Charles W. White, a leading black artist whose drawings, lithographs and paintings depicted black Americans in struggle and triumph, died Wednesday of congestive heart failure in the Wadsworth veterans Hospital in Los Angeles. He was 61 years old and lived in Altadena, Calif.
A victim of pleurisy and tuberculosis contracted during World War II, Mr. White had had one lung removed. He later developed emphysema and had been hospitalized four times since last January. His wife, son, daughter and Benjamin Horowitz of the Heritage Gallery in Los Angeles, were with him when he died.
Benny Andrews, a New York painter and archivist of black art and artists, said yesterday that among black people Charles White's art was perhaps the best known. “People who didn't know his name,” Mr. Andrews said, “knew and recognized his work.”
His easily identifiable pictures have been described as strong, vigorous and majestic. They are in 49 museums and have been seen in 123 institutional exhibitions, in 48 books illustrating and discussing his works, and in 53 one‐man shows. They won him 39 American and European awards. Female figures are in most of his works; he said they “represent qualities that are good, real and substantial.”
In “Images of Dignity: The Drawings of Charles White,” a book now out of print, Harry Belafonte, the singer, Who Was a friend and subject, said in the foreword:
“His lines are clear, his people are alive with a zest for life and the story of living manifest in their faces and their bodies.”
Mr. White portrayed only black people. He was asked in an interview with Jeffrey Elliotofthe Negro History Bulletin if his work had “an appeal beyond your own people.”
He replied: “I like to think that my work has a universality to it. I deal with love, hope, courage, freedom, dignity the full gamut of human spirit. When work, though, I think of my own people. That's only natural. However, my philosophy doesn't exclude any nation or race of people. I do have a special concern for my own people — their history, their culture, their struggle to survive in this, racist country. And I'm proud of being black.”

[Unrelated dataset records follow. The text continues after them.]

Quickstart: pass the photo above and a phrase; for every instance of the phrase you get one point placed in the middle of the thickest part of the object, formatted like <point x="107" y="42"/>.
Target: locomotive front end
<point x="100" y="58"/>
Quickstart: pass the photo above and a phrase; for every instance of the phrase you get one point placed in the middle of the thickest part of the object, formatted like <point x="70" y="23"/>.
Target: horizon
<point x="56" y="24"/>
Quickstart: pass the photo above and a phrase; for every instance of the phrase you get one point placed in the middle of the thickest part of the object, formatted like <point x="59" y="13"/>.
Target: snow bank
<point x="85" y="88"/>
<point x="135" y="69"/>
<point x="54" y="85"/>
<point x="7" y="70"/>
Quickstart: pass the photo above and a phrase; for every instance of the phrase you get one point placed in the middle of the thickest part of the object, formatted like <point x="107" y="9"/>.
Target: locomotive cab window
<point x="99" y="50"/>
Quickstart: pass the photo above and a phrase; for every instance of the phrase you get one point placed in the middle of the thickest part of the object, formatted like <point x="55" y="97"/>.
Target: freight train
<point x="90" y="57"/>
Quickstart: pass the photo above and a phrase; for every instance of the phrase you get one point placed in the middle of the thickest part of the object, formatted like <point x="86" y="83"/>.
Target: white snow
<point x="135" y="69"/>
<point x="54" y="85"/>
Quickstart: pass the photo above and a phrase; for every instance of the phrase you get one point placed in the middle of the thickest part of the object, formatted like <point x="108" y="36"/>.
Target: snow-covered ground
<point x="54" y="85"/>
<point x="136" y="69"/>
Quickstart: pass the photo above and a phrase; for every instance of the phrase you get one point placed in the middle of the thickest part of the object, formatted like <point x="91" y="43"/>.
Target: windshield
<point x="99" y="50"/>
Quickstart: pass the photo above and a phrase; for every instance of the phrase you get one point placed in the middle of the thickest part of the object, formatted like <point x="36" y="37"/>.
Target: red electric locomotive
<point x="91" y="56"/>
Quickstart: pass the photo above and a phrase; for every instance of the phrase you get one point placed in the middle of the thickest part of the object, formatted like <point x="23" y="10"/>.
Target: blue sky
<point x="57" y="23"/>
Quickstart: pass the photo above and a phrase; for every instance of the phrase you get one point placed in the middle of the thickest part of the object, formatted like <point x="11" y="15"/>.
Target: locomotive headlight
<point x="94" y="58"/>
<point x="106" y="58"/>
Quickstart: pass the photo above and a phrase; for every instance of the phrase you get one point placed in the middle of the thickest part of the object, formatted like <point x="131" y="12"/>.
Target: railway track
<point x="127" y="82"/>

Charles Wilbert White was born and went to school in Chicago. His mother gave him a paint set for his 17th birthday, and from then paint he persisted in painting. He won scholarships to the Chicago Academy of Fine Art and the Frederic Mizen Academy of Art, which contended that a mistake had been made and refused him entry. However, he applied to the Art Institute of Chicago and, in 1937, won a scholarship.
A major influence was his visit to Mexico in the late 1940's with his wife, Elizabeth Catlett, the sculptor, from whom he was later divorced. He told Walter Christmas in an interview in 1950: “Mexico was a milestone. I saw artists working to create an art for and about the people. This had the strongest influence on my whole approach. It clarified the direction in which I wanted to move.”
Two other influences were the five lynching’s within 15 years of three of his uncles and two cousins in the South and his own trips to the South, where he received positive and negative lasting impressions.
Mr. White was an artist in residence at Howard University in 1945 and was teaching at the time of his death at the Otis Art Institute of Los Angeles. He is survived by his wife, Frances; a daughter, Jessica, and a son, Ian. Research more about his great American Champion and share it with your babies. Make it a champion day!